Taxation in Australia
Australian Business Taxation

Taxable income is computed in broadly the same way for individuals and businesses. Once assessable income is calculated, allowable deductions (losses, essential outgoings and some capital payments) are deducted to arrive at the taxable income on which tax is charged.


Profits


Company profits are taxable under an imputation system at a flat rate of 30%.

Income Tax


If you draw a salary as a director or employee of your business, you will be liable for personal income tax. Beyond the tax-free threshold, you will be taxed according to marginal rates of taxation.


Tax Rates 2006 - 2007


Resident Individuals
Taxable income
Marginal Rates of Taxation
$0 – $6,000
Nil
$6,001 – $25,000
15c for each $1 over $6,000
$25,001 - $75,000
$2,850 plus 30c for each $1 over $25,000
$75,001 – $150,000
$17,850 plus 40c for each $1 over $75,000
Over $150,000
$47,850 plus 45c for each $1 over $150,000
The above rates do not include the Medicare levy of 1.5% which is payable if you are entitled to public healthcare.

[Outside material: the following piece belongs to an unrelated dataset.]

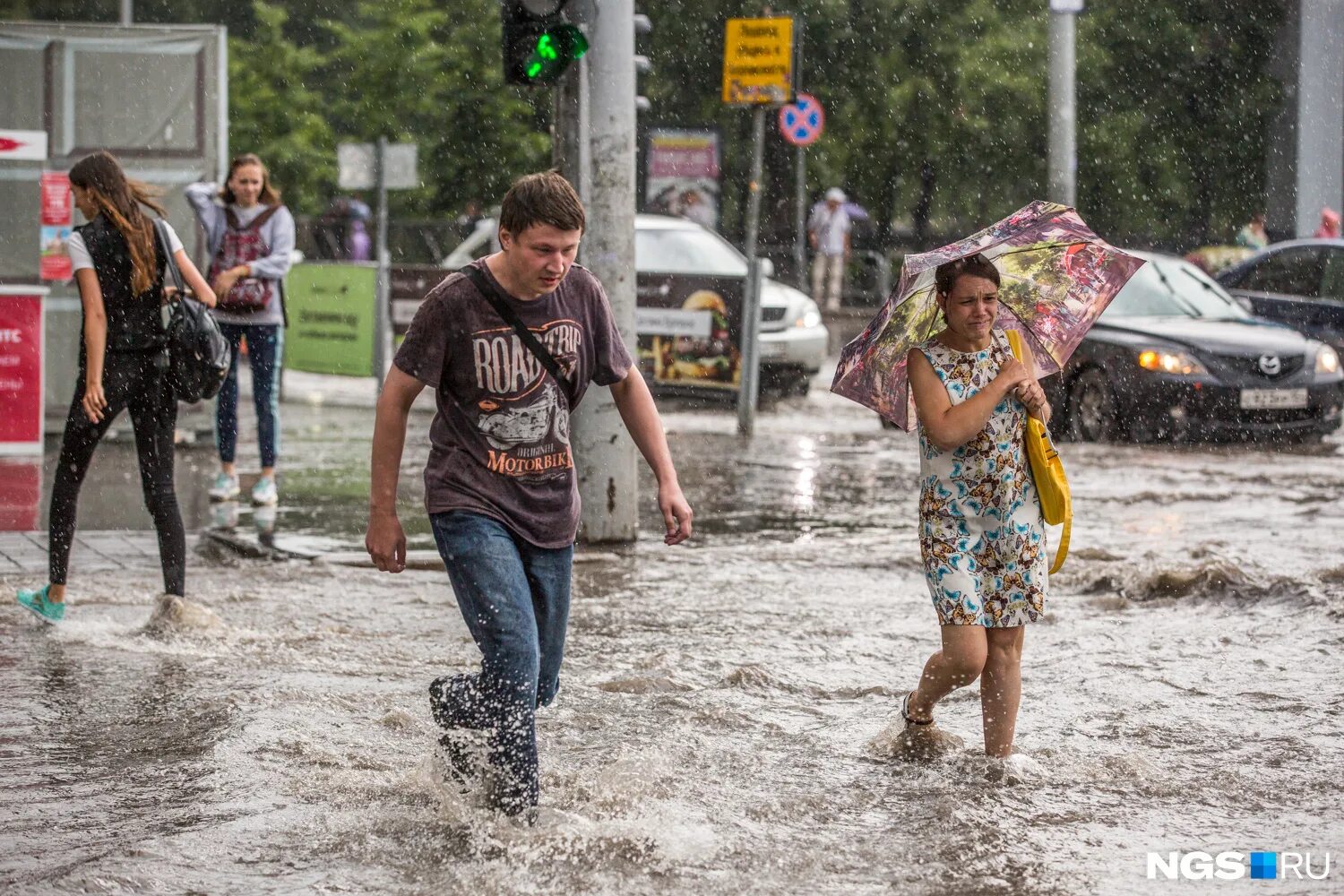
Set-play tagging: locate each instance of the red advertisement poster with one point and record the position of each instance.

Double Taxation Agreements


Australia has a number of Double Taxation Agreements with a number of other countries. These agreements mean that, in most cases, tax is imposed only by the country of residence of the taxpayer. However, the country in from which the income originates may impose some withholding taxes on dividends, interests and royalties. You will generally be considered a resident of Australia for tax purposes if you do not have a permanent place of abode outside Australia and you spend 183 days or more in any one tax year in Australia.

Capital Gains


Capital gains arising from the disposal of assets are, in most cases, treated as income and subject to Capital Gains Tax (CGT). The rate of CGT may be reduced where the asset has been held longer than 12 months before disposal.

Goods and Services Tax (GST)


GST is charged at a flat rate of 10% and is levied on the supply of goods and services that are connected with Australia. There are some exemptions in relation to the supply of certain goods and services.

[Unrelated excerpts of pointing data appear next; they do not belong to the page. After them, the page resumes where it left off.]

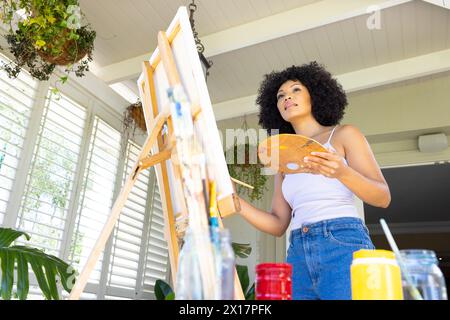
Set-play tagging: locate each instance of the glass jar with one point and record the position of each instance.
(422, 266)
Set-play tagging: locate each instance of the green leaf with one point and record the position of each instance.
(162, 290)
(250, 295)
(170, 296)
(22, 277)
(242, 250)
(40, 276)
(50, 271)
(64, 79)
(47, 268)
(243, 276)
(7, 265)
(40, 43)
(7, 236)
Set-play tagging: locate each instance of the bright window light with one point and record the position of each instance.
(124, 92)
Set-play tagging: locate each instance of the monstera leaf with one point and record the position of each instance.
(45, 267)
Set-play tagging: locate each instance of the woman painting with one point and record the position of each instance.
(318, 203)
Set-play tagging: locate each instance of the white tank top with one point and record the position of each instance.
(315, 198)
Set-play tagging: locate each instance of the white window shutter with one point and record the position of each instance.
(128, 234)
(96, 197)
(156, 260)
(16, 101)
(51, 177)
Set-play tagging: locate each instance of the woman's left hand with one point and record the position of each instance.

GST is essentially a value-added tax, which means that tax is paid at each step along the chain of transactions involving the goods or services until the end user is reached. It is the consumer who ultimately bears the tax.


Registered suppliers can claim an input tax credit (a GST refund) for the GST component of goods and services acquired in the course of carrying out their business.


Stamp Duty


Stamp Duty is levied on a wide range of transactions, but not on share transactions.


Customs Duty


Customs Duty is payable at the time goods enter Australia and is generally levied on the customs value of the goods, which may not be the same as the sale price.


Taxation responsibilities as an employer


As an employer, you are obliged to withhold tax from your employee’s income and make monthly payments to the Australian Taxation Office.


You are also required to provide a minimum level of superannuation support for your employees (currently 9% of salary).


Tax may also be payable in respect of fringe benefits offered to employees, such as company cars and medical benefits.